May 24, 2019
SPRINGFIELD — Baystate Academy Charter Public School was established in 2013 in partnership with Baystate Health to prepare students for college and health and science careers.
On June 8, when the school’s first graduates accept their diplomas, they will have realized the dreams of the school’s founders.
“The 43 members of the Class of 2019 are all headed to two- and four-year colleges,” said Baystate Academy’s Executive Director Timothy Sneed, adding that many of the graduates are planning to prepare for careers in research science and health care.
Sylvan Curry, for example, is headed to the University of Massachusetts to attend the university’s bio pioneers program.
In addition to his Baystate Academy diploma, Curry will be receiving an associate degree from Springfield Technical Community College where he was a dual enrollment student.
“I’m interested in neuroscience research,” Curry said, explaining that he lost a member of his family to an illness related to brain function.
Students like Curry and Zarria Washington, who is headed to Xavier University in New Orleans as a pre-med student, say their school’s partnership with Baystate Health has given them some first-hand experience with what it takes to be in the medical field.
Washington, who was born with a heart murmur, hopes to become a cardio-thoracic surgeon.
Washington, the class president, said the charter school’s connection with Baystate Medical Center gave her the opportunity to visit the hospital’s cardiac unit where she watched a heart-stent procedure.
“I feel very well-prepared for the pre-med courses I’ll be taking at Xavier,” Washington said. “I’ve already taken some pre-med classes here,” she said.
Washington’s parents encouraged her to put her name in the open lottery at the charter school. When her name was pulled, Washington, then a seventh grader, never looked back.
Baystate Academy was challenging with its longer days and heavy work load, she said. “In my family we don’t play when it comes to academics.”
With her parents’ encouragement, Washington said she has learned to discipline herself – keeping on top of her grades and college application deadlines.
Not all graduates are heading for health-care related majors in college.
Tyrese Rankin, a varsity basketball player at Baystate Academy, will attend American International College where he plans to major in business or criminal justice.
In addition to academics, Rankin said he plans to join AIC’s track team.
“I didn’t want to come here,” but my mother encouraged me, Rankin said. “Over time I got to know and like this school.”
As an expeditionary learning institution, our students are challenged to think critically and take an active role in the classroom,” Sneed said. “We’ are very proud of our first graduating class.”

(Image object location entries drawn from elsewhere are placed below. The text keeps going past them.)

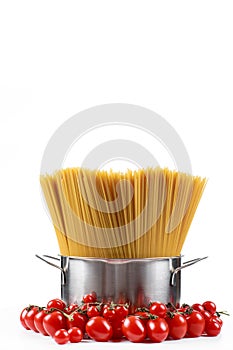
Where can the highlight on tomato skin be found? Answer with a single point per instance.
(99, 329)
(134, 329)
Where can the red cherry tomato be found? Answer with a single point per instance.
(198, 307)
(134, 329)
(143, 315)
(22, 318)
(217, 319)
(158, 309)
(109, 313)
(38, 321)
(207, 315)
(212, 328)
(29, 318)
(157, 330)
(121, 311)
(209, 306)
(78, 320)
(99, 329)
(75, 334)
(117, 328)
(196, 324)
(71, 308)
(93, 311)
(56, 304)
(61, 336)
(90, 298)
(53, 322)
(177, 326)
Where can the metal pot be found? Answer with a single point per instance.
(135, 281)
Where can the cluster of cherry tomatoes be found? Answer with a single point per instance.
(105, 321)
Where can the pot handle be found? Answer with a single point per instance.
(52, 264)
(185, 264)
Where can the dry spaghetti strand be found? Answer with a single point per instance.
(140, 214)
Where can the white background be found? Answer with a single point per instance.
(60, 57)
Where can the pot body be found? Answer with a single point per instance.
(134, 281)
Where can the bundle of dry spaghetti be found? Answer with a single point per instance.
(136, 214)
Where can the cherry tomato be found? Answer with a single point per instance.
(75, 334)
(157, 330)
(198, 307)
(93, 311)
(29, 318)
(158, 309)
(143, 315)
(109, 313)
(53, 322)
(134, 329)
(212, 327)
(196, 324)
(71, 308)
(99, 329)
(90, 298)
(117, 328)
(22, 318)
(177, 326)
(217, 319)
(78, 320)
(57, 304)
(38, 321)
(61, 336)
(209, 306)
(121, 311)
(207, 315)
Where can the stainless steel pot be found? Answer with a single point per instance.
(136, 281)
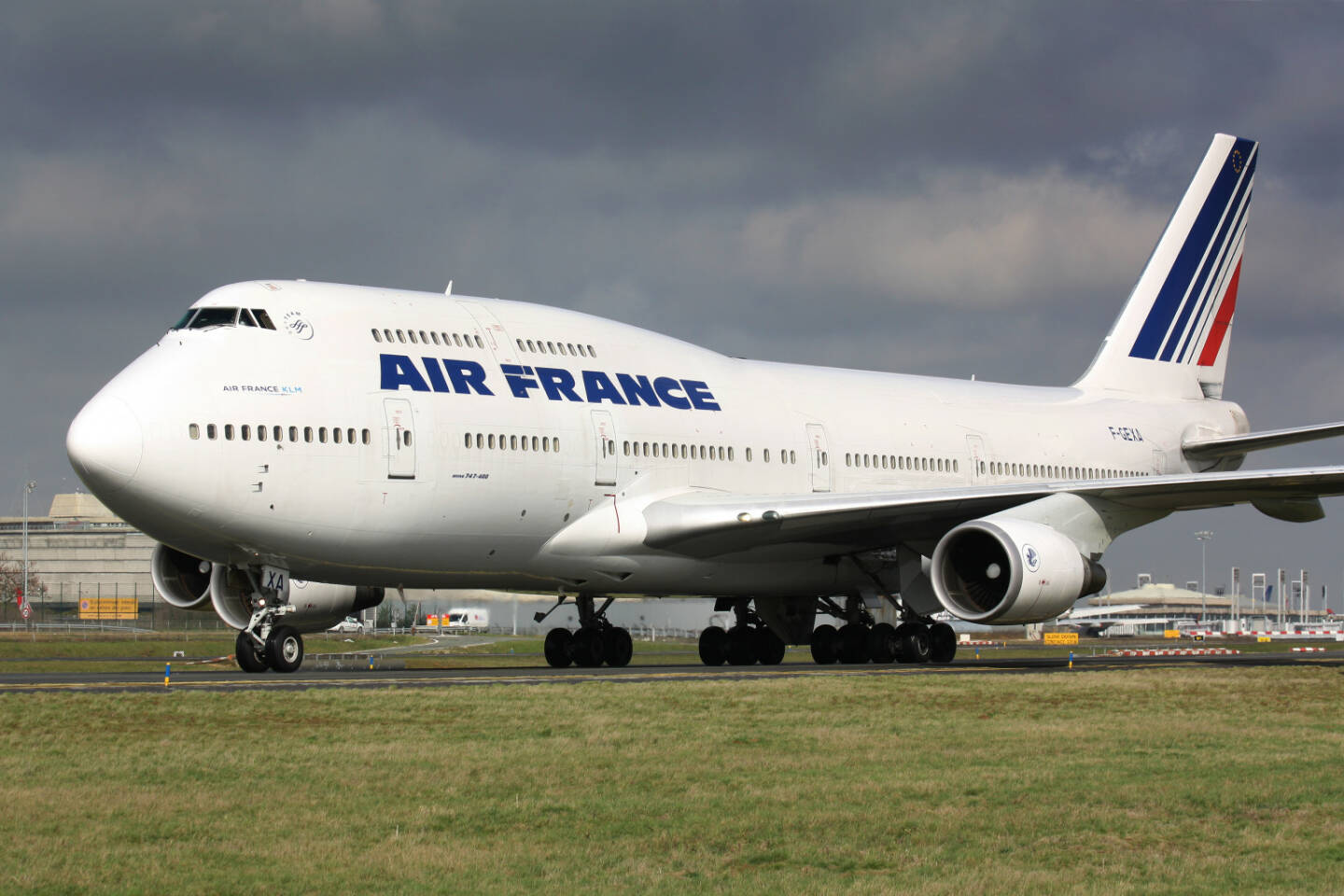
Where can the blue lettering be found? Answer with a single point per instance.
(637, 390)
(665, 385)
(467, 376)
(558, 385)
(398, 371)
(700, 395)
(518, 379)
(599, 388)
(436, 375)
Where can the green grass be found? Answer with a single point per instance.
(1191, 780)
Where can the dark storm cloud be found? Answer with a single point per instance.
(931, 189)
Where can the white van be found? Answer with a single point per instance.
(468, 621)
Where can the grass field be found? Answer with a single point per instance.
(1200, 780)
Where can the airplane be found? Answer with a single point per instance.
(301, 449)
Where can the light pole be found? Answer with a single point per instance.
(27, 491)
(1203, 572)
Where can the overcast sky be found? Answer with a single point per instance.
(941, 189)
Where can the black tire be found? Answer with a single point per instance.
(882, 642)
(556, 648)
(617, 648)
(286, 649)
(769, 647)
(914, 642)
(943, 642)
(586, 648)
(714, 647)
(825, 645)
(854, 642)
(741, 647)
(249, 658)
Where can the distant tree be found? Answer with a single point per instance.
(11, 580)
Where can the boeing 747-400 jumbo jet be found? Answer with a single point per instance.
(301, 448)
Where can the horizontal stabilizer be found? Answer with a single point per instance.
(1234, 445)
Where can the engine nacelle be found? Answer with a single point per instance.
(179, 578)
(317, 605)
(1007, 571)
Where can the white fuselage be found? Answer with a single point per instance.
(449, 486)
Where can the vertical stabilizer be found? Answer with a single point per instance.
(1172, 336)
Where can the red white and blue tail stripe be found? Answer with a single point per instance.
(1173, 332)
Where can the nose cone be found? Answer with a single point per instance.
(105, 443)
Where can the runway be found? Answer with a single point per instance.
(374, 679)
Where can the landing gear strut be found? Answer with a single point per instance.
(749, 641)
(597, 639)
(266, 642)
(861, 639)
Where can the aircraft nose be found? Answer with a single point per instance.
(105, 443)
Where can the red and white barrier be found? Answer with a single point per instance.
(1191, 651)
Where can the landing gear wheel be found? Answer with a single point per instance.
(882, 642)
(714, 647)
(854, 642)
(825, 645)
(556, 648)
(741, 647)
(769, 647)
(617, 648)
(284, 649)
(245, 651)
(586, 648)
(914, 642)
(943, 642)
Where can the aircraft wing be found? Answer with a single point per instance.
(710, 525)
(1233, 445)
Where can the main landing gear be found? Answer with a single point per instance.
(597, 641)
(916, 639)
(748, 642)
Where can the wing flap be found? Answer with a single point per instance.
(714, 523)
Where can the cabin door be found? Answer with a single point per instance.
(604, 445)
(399, 438)
(819, 457)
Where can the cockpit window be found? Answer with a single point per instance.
(207, 317)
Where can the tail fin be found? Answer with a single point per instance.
(1170, 337)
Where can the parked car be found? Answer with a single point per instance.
(350, 624)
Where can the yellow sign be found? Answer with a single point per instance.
(109, 608)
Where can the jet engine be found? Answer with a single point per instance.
(180, 580)
(317, 605)
(1007, 571)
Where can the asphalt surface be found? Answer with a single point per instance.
(311, 678)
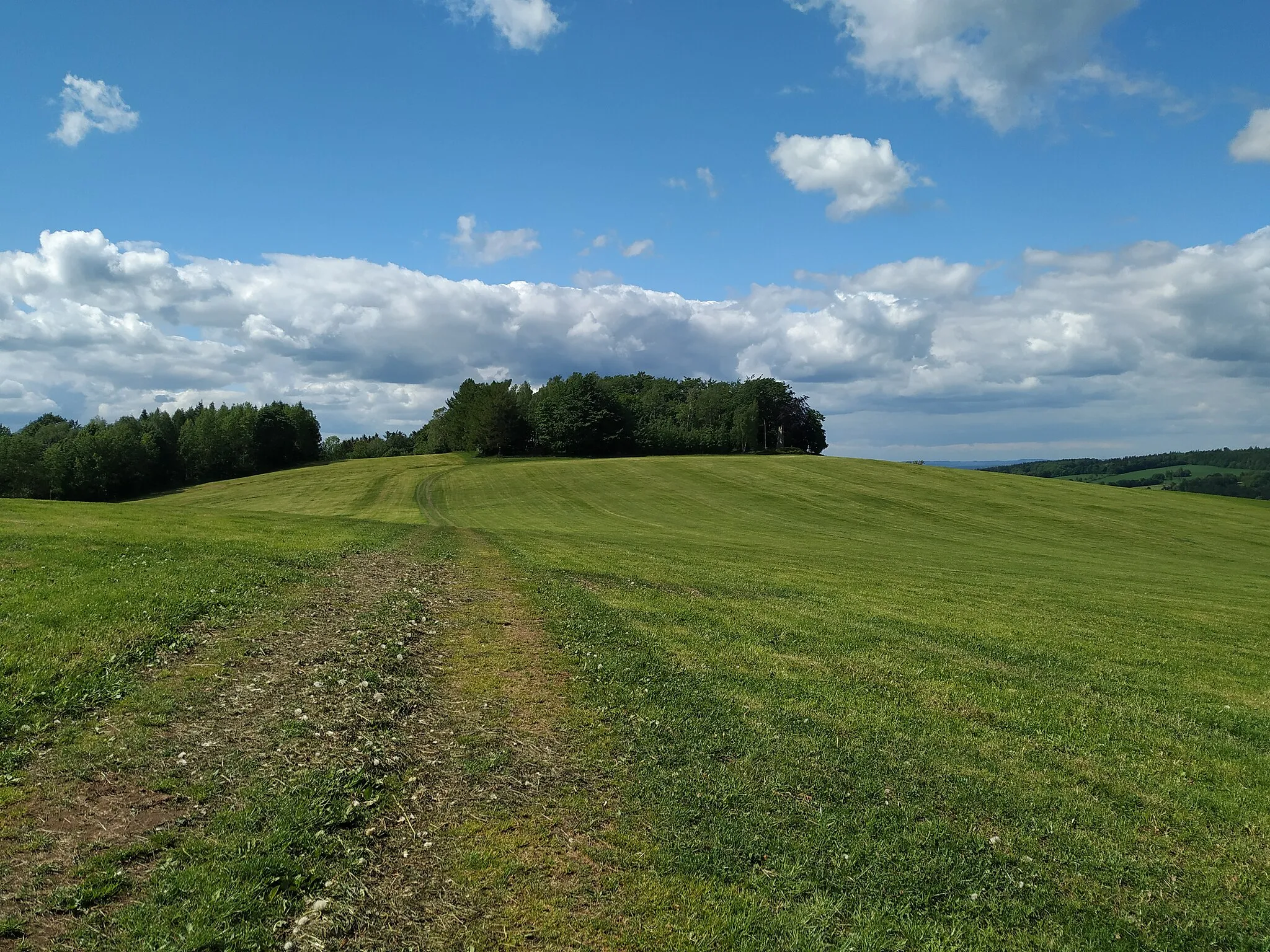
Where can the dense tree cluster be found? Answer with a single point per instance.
(1249, 485)
(634, 414)
(58, 459)
(580, 415)
(1250, 459)
(1250, 480)
(391, 443)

Sneed said the school’s charter was just renewed.
The school, located in the former Westvaco building at 2001 Roosevelt Avenue, has 500 students whose ethnicity mirrors the demographics of the student population in Springfield: 68 percent Hispanic, 25 percent Black, 5 percent white and 1 percent Asian; 20 percent are students with disabilities, 14 percent are English language learners and 68 percent are economically disadvantaged.
The school grew out of the Baystate Health Springfield Education Partnership which employs Baystate Health resources and its diverse staff to offer educational programs designed to provide students better access to health careers.
The school also partners with Expeditionary Learning, a national project-based learning model that unlocks students’ potential and supports them to achieve more than they thought was possible, according to a school press release.
The first graduation class will receive diplomas during commencement ceremonies at 10 a.m. on Saturday, June 8, at Esther B. Griswold Theater at AIC.